I received yesterday the new memoir by Harold Burson, The Business of Persuasion. Now in his tenth decade, Harold is a giant in the field of public relations, co-founder of the global firm Burson-Marsteller, formerly an Armed Forces Radio Network reporter during 1945-46 at the international Nuremberg trial of the principal Nazi war criminals, a truly wise man, and, I’m very lucky to say, my friend.
I have only begun to read the book. So far it’s smooth and smart, filled with great stories and clear, profound life-lessons. Harold calls these his “Takeaways,” and he very helpfully itemizes these keys to success at the end of each chapter.
When I finish reading Harold’s book—which will be soon, because, as he writes in a first chapter Takeway, daily reading of good material is both a pleasure and wise—I plan to write more about it.
I’m writing now about a Chapter One nugget because it’s striking and timely.
As Harold Burson recounts, he was an important adviser and friend to President Ronald Reagan, especially in his post-presidency years.
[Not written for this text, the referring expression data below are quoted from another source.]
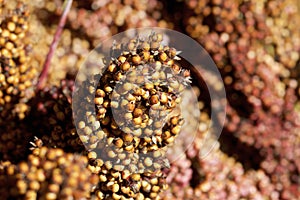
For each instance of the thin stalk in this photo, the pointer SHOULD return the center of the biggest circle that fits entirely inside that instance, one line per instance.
(46, 67)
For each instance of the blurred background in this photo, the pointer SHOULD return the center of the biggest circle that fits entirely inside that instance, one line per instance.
(255, 45)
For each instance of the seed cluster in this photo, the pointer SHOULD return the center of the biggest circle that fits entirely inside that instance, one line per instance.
(48, 174)
(125, 118)
(16, 75)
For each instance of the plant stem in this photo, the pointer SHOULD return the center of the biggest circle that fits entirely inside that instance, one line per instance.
(44, 74)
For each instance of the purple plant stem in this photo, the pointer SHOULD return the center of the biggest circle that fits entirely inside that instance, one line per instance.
(44, 74)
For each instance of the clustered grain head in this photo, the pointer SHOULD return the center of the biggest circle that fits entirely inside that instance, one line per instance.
(16, 75)
(129, 118)
(48, 174)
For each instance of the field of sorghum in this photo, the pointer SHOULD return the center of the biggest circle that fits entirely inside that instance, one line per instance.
(47, 154)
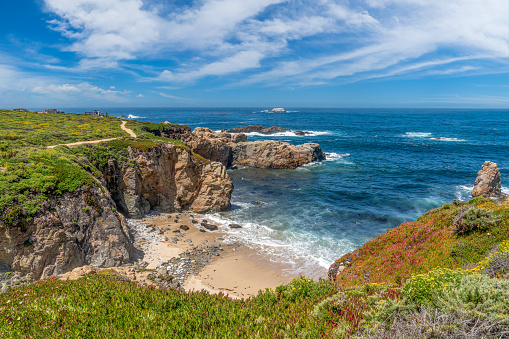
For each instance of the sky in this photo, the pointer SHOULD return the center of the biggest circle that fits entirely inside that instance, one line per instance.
(263, 53)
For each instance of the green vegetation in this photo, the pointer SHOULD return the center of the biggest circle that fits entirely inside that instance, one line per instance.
(443, 275)
(30, 172)
(429, 242)
(31, 129)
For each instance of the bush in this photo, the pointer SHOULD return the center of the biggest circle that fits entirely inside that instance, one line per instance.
(424, 288)
(473, 219)
(496, 263)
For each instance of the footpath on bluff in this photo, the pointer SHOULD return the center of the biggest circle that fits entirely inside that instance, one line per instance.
(122, 126)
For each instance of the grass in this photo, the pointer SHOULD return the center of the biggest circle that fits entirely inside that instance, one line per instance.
(419, 246)
(31, 129)
(29, 172)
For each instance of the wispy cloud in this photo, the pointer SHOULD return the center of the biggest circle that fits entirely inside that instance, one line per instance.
(276, 42)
In 1989, Harold advised President Reagan, newly-retired and beginning to give talks to various audiences, to include in his speeches some bipartisan messages.
Reagan liked the advice. He then described two issues that had concerned him for a long time.
One was the Twenty-Second Amendment to the U.S. Constitution. Since the 1950s, it has limited presidents to two terms. Reagan, having been there, thought it was terrible that the Constitution makes every reelected president a lame duck. He preferred to trust the possibility of third terms to presidents’ sound personal decision making, and also to voters. He noted that he was glad that President Franklin Roosevelt had been able to run for a third term in 1940. (Reagan voted for him then, as he had in 1932 and 1936 and would again in 1944—F.D.R. was one of Reagan’s great heroes.)
The second concern that President Reagan voiced to Harold Burson was about the politicized methods that State legislative majorities use to draw the boundaries of Congressional districts. Reagan said, in substance—Burson is careful to note that he puts in quotation marks the substance, reconstructed from documents and memory, of what a person said, not his verbatim words—that
“[r]ather than leaving it to the politics of whichever party controls a state’s legislature, each state should have an independent nonpartisan commission whose sole responsibility is redistricting based on census results.” [Reagan] condemned gerrymandering; there should be geographic integrity in setting the boundaries of congressional districts. (p. 22)
Harold Burson agreed with the logic of President Reagan’s bipartisan—which is to say, really, his nonpartisan—position, and obviously I do too.
The U.S. Supreme Court currently is deciding the constitutionality of partisan gerrymandering in state legislative districts. The case, Gill v. Whitford, was argued last week, and the Court’s decision is expected in coming months. For information on the case, including briefs and a link to oral argument audio, visit this SCOTUSblog page:
The issue that concerned President Reagan, partisan gerrymandering of Congressional districts, is formally different from Gill v. Whitford’s focus on partisan gerrymandering of state legislative districts. But the issues raise substantively the same question—the district line-drawers are one and the same state legislators, holding majority power, legislating boundaries so as to maximize their party’s advantage beyond its candidates’ abilities to win votes at the polls.
As the Supreme Court considers Gill v. Whitford, I hope that it will heed President Reagan’s wisdom—if it’s not too late to “file” another “amicus brief” in the case, maybe this can count as his.
I’m grateful to Harold Burson for bringing it to our attention.
And you should buy and read his book!